City officials estimate the artist relocation program pumped an extra $12 million to $15 million into the local economy last year, and it’s safe to assume much of it went to local contractors and tradespeople. The Lower Town streets are alive with construction trucks and vehicles making deliveries to sounds of pounding hammers and whining electric saws and drills.

Later this spring, Barone, Barnett and Mayor William Paxton III will fly to Washington, D.C., to attend the annual American Planning Assn. convention. Paducah will receive the group’s Special Community Initiative award, which goes annually to a city displaying an innovative approach to improvement. There were more than 200 entries.

Advertisement

Paducah is not the first community to use artist relocation as a means to spur development, but, judging by the recognition it will receive in Washington, it is one of the most successful. Ironically, the city’s initial goal had nothing to do with furthering the arts.

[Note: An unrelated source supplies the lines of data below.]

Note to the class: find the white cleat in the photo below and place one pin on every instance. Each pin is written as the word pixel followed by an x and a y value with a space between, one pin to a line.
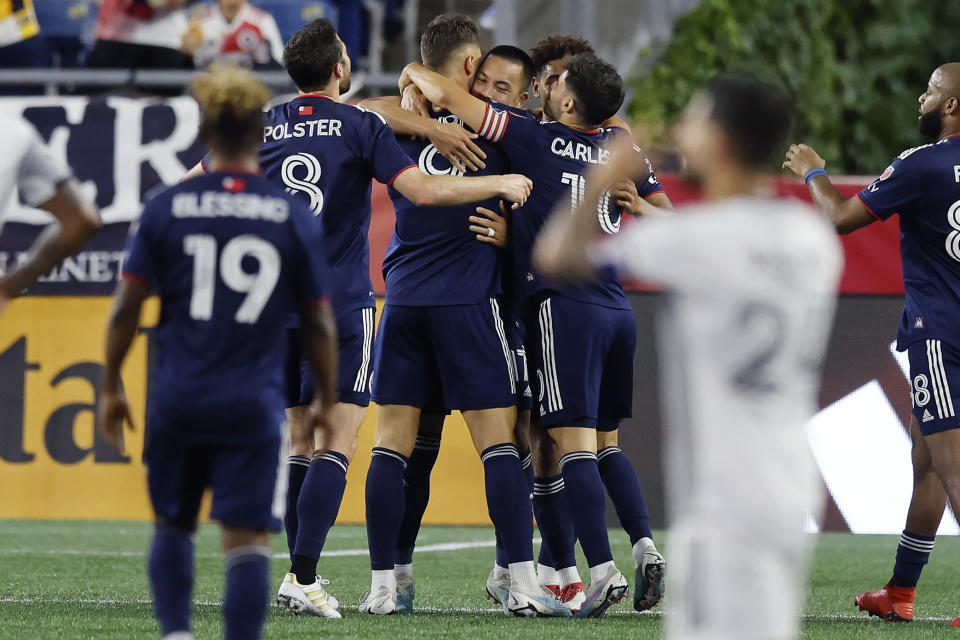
pixel 498 589
pixel 540 603
pixel 381 603
pixel 310 599
pixel 609 591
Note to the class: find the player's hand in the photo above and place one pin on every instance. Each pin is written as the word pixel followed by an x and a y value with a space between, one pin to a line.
pixel 515 189
pixel 412 99
pixel 487 220
pixel 457 145
pixel 114 413
pixel 801 158
pixel 627 197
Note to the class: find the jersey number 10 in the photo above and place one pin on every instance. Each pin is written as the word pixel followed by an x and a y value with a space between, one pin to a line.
pixel 258 286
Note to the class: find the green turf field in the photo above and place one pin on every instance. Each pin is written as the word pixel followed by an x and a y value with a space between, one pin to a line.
pixel 62 580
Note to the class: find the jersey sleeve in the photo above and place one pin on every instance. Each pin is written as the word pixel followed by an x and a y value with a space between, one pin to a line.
pixel 140 263
pixel 386 157
pixel 899 187
pixel 311 282
pixel 40 174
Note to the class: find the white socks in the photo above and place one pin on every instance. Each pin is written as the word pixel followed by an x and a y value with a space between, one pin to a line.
pixel 599 572
pixel 386 578
pixel 523 576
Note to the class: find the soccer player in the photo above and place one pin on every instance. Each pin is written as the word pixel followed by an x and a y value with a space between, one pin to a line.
pixel 754 281
pixel 232 256
pixel 922 185
pixel 326 154
pixel 45 183
pixel 441 342
pixel 584 376
pixel 451 44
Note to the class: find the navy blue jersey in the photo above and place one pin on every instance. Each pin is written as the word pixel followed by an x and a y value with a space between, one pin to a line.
pixel 326 153
pixel 231 256
pixel 433 258
pixel 556 158
pixel 923 186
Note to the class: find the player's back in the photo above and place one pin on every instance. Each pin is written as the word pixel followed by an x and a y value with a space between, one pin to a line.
pixel 326 153
pixel 228 255
pixel 433 257
pixel 922 185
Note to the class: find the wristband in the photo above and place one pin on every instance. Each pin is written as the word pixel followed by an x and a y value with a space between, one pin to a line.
pixel 813 173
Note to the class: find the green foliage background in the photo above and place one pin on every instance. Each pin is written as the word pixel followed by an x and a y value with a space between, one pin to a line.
pixel 854 68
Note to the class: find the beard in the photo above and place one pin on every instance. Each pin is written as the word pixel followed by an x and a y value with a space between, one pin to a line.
pixel 931 123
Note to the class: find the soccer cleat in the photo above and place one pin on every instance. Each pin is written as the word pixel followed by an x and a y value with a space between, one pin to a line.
pixel 381 603
pixel 572 596
pixel 601 596
pixel 498 588
pixel 539 603
pixel 648 586
pixel 892 603
pixel 405 594
pixel 310 599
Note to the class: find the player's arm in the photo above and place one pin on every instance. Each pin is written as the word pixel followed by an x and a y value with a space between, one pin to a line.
pixel 435 191
pixel 563 247
pixel 320 342
pixel 846 214
pixel 114 412
pixel 77 221
pixel 454 142
pixel 445 93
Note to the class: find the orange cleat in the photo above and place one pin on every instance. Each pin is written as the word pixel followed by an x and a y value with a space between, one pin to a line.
pixel 893 604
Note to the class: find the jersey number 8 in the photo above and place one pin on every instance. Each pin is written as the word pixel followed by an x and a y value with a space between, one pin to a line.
pixel 258 286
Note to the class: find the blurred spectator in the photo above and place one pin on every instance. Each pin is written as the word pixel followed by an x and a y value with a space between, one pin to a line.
pixel 140 34
pixel 233 31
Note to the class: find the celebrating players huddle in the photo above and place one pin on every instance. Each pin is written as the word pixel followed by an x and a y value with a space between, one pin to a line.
pixel 499 304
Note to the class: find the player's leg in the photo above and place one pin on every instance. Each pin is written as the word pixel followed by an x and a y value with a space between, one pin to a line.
pixel 570 368
pixel 326 477
pixel 177 475
pixel 930 415
pixel 403 378
pixel 618 475
pixel 416 485
pixel 474 356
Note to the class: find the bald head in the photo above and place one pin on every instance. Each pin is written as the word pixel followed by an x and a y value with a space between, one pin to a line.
pixel 940 103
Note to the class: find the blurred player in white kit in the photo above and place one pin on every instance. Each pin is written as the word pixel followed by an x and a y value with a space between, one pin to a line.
pixel 752 281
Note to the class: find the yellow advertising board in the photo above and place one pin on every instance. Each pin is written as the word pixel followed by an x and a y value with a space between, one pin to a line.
pixel 53 465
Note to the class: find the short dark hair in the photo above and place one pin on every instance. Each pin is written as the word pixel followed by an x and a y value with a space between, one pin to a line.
pixel 755 116
pixel 445 34
pixel 596 85
pixel 555 47
pixel 311 54
pixel 515 55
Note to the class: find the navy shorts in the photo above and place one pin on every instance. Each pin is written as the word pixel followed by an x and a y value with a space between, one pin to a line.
pixel 521 368
pixel 583 357
pixel 249 488
pixel 355 330
pixel 934 374
pixel 459 349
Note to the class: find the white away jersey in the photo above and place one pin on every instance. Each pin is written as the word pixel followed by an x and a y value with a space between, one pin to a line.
pixel 27 165
pixel 754 283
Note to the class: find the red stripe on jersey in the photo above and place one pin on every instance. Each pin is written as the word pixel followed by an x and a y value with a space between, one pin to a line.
pixel 867 207
pixel 397 174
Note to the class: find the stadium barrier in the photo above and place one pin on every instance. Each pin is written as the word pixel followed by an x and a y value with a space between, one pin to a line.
pixel 52 465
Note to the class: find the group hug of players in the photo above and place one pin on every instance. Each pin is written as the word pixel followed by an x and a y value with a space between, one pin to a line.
pixel 462 319
pixel 248 274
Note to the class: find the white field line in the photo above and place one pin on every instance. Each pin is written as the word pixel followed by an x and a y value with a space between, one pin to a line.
pixel 434 610
pixel 335 553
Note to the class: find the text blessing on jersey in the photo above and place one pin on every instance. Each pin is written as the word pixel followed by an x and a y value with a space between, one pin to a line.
pixel 556 158
pixel 923 186
pixel 433 258
pixel 232 256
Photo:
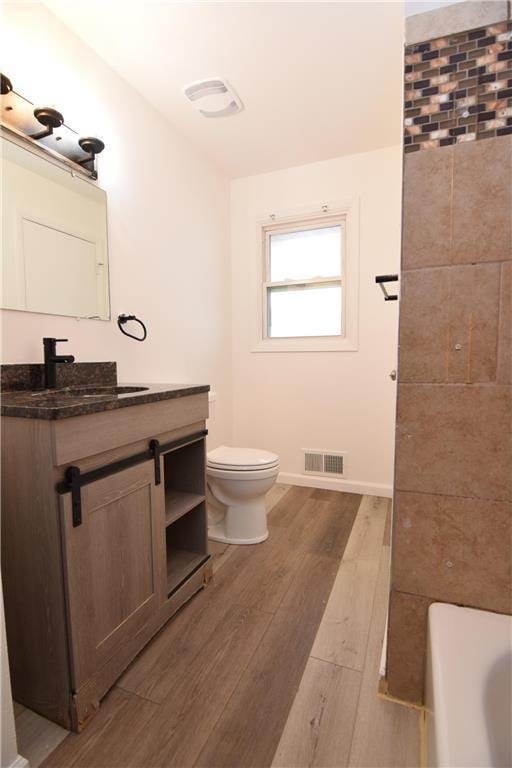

“I came out of my house one day [in 1999] and saw this drug deal taking place right across the street from where I live,” said Barone, who has lived and worked in Lower Town since 1989. “I couldn’t believe it. I knew the area was going down and things were getting bad, but that was a new low. Something had to be done.”

Barone pestered the city to clean up the neighborhood, won support from then-Mayor Albert Jones and, after looking around and researching possible courses of action, came up with the artist relocation concept. He visited a program in Rising Sun, Ind., to see how it worked, enlisted support from the local private sector and, with Barnett, put together details.

“What you can’t measure is how this adds to the town’s vitality in ways other than economics,” Paxton said. “It’s brought a new type of person into our community with lots of energy and creativity. I’ve made it a point to get to know them. These are people who volunteer and serve on boards. Cities our size [27,000] are dying for this right now.”